Autonomous Mobility Applique System (AMAS) JCTD

Joint Forces routinely conduct sustainment convoys within an asymmetric threat environment that is compounded by long sustainment missions, adverse weather/environment and night operations. These conditions adversely impact operator safety, degrade driver/operator situational awareness and reduce resupply efficiency. Units are experiencing high numbers of vehicle accidents while conducting prolonged ground distribution operations under extreme conditions and threats.

The AMAS JCTD (2012-2014) developed a robotic solution for convoy and vehicle operations, enabled by two kits:

  • By-Wire/Active Safety Kit: Allows control of primary vehicle functions -- steering, throttle, braking. The kit consists of commercial off-the-shelf technologies, including driver warning and assist devices, GPS navigation, sensors, operator interface, and more.
  • Autonomy Kit: This, along with the above kit, resulted in robotic vehicle, capable of performing various missions, autonomously or semi-autonomously. The Kit is comprised of sensors; computers that process sensor data; and a radio that communicates with other assets.

With AMAS, operators can control vehicles in several modes ranging from zero autonomy to full system autonomy: Manual Driver; Driver Warning with sounds and indicators to alert driver of obstacles or road departure; Driver Assist with warnings and driver interventions -- like braking for obstacles; Tethered Remote Control - remotely controlling, using line-of-sight; Waypoint Navigation - navigating by programmed waypoints; Leader/Follower - vehicles leading/following by communicating with each other.

AMAS was successfully demonstrated on six different tactical vehicles, totaling ten, at Savannah River Site, South Carolina in July 2013 and July 2014. Operators were warfighters with extensive convoy experience. They used all AMAS operating modes.

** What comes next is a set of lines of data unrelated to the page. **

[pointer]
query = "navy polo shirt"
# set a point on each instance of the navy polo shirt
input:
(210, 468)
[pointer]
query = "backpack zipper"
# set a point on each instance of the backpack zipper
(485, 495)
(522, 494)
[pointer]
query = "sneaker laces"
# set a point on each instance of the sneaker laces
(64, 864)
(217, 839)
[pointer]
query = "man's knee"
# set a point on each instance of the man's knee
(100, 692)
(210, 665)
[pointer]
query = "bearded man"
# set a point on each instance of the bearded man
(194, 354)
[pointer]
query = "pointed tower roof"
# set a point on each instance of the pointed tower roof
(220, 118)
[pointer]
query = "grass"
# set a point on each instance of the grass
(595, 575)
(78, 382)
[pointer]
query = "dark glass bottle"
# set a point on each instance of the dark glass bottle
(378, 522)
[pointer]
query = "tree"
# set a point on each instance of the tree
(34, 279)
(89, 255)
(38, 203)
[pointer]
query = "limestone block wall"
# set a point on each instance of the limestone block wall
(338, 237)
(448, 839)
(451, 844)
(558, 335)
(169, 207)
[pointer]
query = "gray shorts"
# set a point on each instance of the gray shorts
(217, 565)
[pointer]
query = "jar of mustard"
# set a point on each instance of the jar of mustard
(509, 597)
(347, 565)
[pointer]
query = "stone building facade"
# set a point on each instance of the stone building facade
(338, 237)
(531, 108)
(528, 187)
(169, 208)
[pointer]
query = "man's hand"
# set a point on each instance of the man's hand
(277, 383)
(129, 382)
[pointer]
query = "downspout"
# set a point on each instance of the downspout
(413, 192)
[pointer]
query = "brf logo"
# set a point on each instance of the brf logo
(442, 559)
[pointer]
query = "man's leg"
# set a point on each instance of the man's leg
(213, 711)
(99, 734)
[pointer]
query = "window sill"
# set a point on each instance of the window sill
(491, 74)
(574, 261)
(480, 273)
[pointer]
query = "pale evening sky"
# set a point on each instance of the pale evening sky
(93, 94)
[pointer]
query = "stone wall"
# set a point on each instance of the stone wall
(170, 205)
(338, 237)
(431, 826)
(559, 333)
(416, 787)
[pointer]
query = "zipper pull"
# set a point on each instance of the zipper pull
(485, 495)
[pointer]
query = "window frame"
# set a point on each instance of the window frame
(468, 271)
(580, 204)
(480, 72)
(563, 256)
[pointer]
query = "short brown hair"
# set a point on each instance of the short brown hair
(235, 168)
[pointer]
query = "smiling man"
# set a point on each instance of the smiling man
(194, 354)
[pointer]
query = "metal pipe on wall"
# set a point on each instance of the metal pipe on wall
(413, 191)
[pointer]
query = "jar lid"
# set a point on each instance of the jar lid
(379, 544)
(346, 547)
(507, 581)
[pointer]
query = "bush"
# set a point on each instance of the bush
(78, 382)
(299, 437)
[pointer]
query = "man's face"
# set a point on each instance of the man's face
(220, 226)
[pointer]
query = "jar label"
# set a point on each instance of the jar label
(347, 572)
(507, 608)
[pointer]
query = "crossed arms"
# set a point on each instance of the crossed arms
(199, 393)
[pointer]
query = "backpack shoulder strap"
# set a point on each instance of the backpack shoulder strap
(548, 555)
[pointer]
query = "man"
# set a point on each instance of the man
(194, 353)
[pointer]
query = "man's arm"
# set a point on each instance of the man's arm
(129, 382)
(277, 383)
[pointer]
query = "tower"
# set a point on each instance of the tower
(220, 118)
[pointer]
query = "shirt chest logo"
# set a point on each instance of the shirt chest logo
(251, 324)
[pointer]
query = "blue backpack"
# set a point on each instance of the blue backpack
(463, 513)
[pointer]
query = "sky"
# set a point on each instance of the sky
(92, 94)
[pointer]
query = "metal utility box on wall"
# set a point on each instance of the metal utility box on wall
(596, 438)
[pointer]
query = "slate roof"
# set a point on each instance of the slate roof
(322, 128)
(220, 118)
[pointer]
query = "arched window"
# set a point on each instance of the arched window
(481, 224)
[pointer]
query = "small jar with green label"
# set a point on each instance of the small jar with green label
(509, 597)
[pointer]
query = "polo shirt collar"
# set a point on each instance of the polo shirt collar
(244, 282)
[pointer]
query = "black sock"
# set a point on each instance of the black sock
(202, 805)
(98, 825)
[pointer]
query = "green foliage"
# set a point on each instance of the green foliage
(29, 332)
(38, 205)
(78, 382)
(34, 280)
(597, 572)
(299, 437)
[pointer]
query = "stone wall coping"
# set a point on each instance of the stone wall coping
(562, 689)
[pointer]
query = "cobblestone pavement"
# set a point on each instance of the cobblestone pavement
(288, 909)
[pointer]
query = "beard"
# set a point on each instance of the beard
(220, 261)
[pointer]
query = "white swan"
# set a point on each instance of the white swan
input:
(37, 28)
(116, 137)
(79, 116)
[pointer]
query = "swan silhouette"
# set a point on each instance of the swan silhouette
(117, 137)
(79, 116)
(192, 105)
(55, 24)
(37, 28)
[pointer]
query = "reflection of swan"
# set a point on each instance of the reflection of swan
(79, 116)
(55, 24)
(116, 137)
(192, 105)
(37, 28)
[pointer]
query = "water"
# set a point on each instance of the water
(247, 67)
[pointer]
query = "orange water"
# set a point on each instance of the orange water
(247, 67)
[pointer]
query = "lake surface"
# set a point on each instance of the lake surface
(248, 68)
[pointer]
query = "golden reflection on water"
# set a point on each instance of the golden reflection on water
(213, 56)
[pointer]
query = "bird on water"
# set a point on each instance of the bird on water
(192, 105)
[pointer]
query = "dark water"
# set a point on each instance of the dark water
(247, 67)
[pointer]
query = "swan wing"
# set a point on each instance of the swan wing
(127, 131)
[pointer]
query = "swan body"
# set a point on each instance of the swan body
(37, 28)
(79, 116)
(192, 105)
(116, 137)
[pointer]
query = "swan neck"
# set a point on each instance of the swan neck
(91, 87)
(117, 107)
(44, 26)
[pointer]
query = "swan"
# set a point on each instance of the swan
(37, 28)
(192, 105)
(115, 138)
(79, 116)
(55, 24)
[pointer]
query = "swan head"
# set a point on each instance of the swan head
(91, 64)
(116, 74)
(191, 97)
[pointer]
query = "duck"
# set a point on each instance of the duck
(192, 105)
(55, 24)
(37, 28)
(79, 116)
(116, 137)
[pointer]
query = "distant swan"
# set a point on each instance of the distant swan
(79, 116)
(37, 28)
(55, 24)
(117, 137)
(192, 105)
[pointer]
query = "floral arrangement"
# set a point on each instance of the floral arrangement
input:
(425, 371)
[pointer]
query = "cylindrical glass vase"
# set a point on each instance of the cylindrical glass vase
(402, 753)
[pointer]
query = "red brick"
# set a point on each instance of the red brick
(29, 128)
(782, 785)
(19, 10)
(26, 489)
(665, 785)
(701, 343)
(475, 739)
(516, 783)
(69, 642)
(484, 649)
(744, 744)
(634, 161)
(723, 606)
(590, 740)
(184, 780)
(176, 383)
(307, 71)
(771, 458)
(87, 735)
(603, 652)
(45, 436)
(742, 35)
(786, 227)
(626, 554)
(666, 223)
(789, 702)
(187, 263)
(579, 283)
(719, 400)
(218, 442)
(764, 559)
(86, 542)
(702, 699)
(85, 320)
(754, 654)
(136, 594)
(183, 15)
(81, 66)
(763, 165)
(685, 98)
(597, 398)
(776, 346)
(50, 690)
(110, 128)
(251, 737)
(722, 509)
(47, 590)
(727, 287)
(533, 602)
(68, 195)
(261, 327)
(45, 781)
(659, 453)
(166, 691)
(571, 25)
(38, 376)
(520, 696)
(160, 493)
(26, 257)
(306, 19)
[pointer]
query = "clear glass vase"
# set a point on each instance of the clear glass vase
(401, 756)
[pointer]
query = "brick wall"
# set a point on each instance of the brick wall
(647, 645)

Vehicles often functioned without operators onboard, moving in convoy formation; through built up areas; braking and avoiding obstacles; and more. See AMAS demonstration on YouTube.

AMAS helped determine U.S. Army and U.S. Marine Corps requirements for autonomous tactical vehicles and is accelerating two related Army programs. AMAS-operated vehicles were featured at the 2016 North American International Auto Show and are stimulating interests, as indicated by media reports, such as Are driverless fire truck in our future? and Self-Driving Cars Might Be Shifting into High Gear Thanks to the US Army.